Ibec research reveals full scale of Ireland’s energy affordability crisis

Ibec, the group that represents Irish business, today calls on Government to strengthen business supports after new research shows the full scale of Ireland’s energy affordability crisis. The survey of Ibec members shows that average gas and electricity prices increased by 90% and 60% respectively in 2022 with further increases expected next year.

Speaking about the findings, Ibec’s Senior Executive for Infrastructure, Energy and Climate Policy Conor Minogue said: “Energy costs increased for all sectors in 2022 eroding profitability and threatening business viability. The research also shows that business exposure to high energy costs will continue into 2023 as more and more businesses exit contracts and lose pre-crisis hedging arrangements. Businesses are forecasting gas prices to be three times higher in 2023 than last year and electricity costs 2.5 times higher. While wholesale gas prices have fallen from the exceptional heights we saw in August, the market remains volatile and prices still remain well above normal levels.

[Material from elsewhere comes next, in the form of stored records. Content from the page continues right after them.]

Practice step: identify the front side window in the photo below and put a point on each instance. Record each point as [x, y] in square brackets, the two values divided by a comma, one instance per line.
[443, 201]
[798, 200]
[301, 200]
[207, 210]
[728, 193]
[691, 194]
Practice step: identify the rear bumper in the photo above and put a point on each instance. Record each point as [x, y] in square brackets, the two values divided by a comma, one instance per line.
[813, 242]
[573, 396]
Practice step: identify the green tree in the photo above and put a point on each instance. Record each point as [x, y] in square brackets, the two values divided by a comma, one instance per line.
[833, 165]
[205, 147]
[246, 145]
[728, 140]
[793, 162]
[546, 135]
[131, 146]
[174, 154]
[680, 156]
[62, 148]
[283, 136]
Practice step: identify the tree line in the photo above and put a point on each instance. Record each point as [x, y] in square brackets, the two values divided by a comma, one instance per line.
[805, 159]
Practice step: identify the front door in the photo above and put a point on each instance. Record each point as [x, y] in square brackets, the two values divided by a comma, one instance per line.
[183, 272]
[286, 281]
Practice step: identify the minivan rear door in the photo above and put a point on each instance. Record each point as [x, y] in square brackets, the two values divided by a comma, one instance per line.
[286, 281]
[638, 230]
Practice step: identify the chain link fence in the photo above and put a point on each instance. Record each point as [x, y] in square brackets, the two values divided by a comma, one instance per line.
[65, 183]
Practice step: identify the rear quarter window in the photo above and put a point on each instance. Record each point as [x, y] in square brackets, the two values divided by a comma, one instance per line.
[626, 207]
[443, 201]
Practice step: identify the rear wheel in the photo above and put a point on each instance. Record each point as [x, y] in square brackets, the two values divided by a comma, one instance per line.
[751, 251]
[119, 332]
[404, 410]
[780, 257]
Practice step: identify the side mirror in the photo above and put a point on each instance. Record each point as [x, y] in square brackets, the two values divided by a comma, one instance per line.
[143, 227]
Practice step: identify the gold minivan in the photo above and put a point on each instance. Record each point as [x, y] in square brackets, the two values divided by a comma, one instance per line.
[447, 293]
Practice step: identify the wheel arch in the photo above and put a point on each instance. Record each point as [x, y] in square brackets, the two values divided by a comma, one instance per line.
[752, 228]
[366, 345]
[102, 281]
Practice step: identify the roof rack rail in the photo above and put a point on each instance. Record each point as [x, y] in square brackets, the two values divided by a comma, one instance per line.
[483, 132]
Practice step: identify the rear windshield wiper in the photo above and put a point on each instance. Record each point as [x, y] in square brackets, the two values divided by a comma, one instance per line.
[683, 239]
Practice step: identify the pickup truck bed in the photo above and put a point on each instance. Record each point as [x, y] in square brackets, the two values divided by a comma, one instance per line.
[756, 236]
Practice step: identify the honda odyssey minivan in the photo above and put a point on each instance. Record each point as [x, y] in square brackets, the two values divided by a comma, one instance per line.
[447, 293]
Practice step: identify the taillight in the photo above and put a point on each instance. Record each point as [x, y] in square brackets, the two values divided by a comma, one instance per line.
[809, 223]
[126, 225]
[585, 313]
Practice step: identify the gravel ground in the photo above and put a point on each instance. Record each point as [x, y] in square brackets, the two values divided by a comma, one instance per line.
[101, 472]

Commenting on the need to strengthen business supports he said: “It is vital that the support framework reflects the scale of the crisis and delivers effective support to viable but vulnerable businesses. While the Temporary Business Energy Support Scheme (TBESS) and Ukraine Enterprise Crisis Scheme (UECS) announced in Budget 2023 are providing welcome support to many businesses, the eligibility criteria and support levels remain too restrictive. Our research shows that of the 39% of companies reporting at least a doubling of their electricity or gas costs in 2022, only one quarter of these could qualify for the UECS scheme in its current design. The support levels are also below that seen in other European countries, putting Irish businesses at a competitive disadvantage. Ibec has already submitted recommendations to Government on how the support schemes could be made more effective.

Commenting on the decarbonisation opportunities he said: “Throughout this crisis, businesses have not lost sight of the long-term imperative to transition away from fossil fuels. And with costs so high, projects that were once financially unviable may now make sense. Our research shows that 55% of respondents are planning an energy efficiency upgrade in 2023, while 49% plan to invest in renewables.

Amongst the key findings were:

  • Average business expenditure on gas increased by 90% on 2021 levels
  • Average business expenditure on electricity increased by 60% on 2021 levels
  • Firms are forecasting gas costs to be three times higher in 2023 than last year
  • Firms are forecasting electricity costs to be 2.5 times higher in 2023 than last year
  • Most remaining pre-war hedging arrangements will come to an end in January 2023
  • 70% of respondents are forecasting reduced profitability for 2022 because of energy costs
  • 49% of respondents plan to invest in renewables in 2023 to reduce energy costs
  • Of the 39% of companies who reported a doubling of their energy costs, only one-quarter of these could qualify for the UECS scheme

Ibec is calling on Government to:

  • Extend the TBESS to the end of 2023
  • Redesign the UECS so it aligns with the new EU State Aid guidelines and provides effective support to more businesses
  • Enhance state supports for renewable energy adoption and energy efficiency projects
  • Address planning and installation barriers to the roll out of Solar PV in industry
  • Work with industry to develop new incentives for participation in the Demand Side Unit Capacity scheme

– The research was conducted in October 2022 and surveyed 384 companies across a wide sample of business sectors.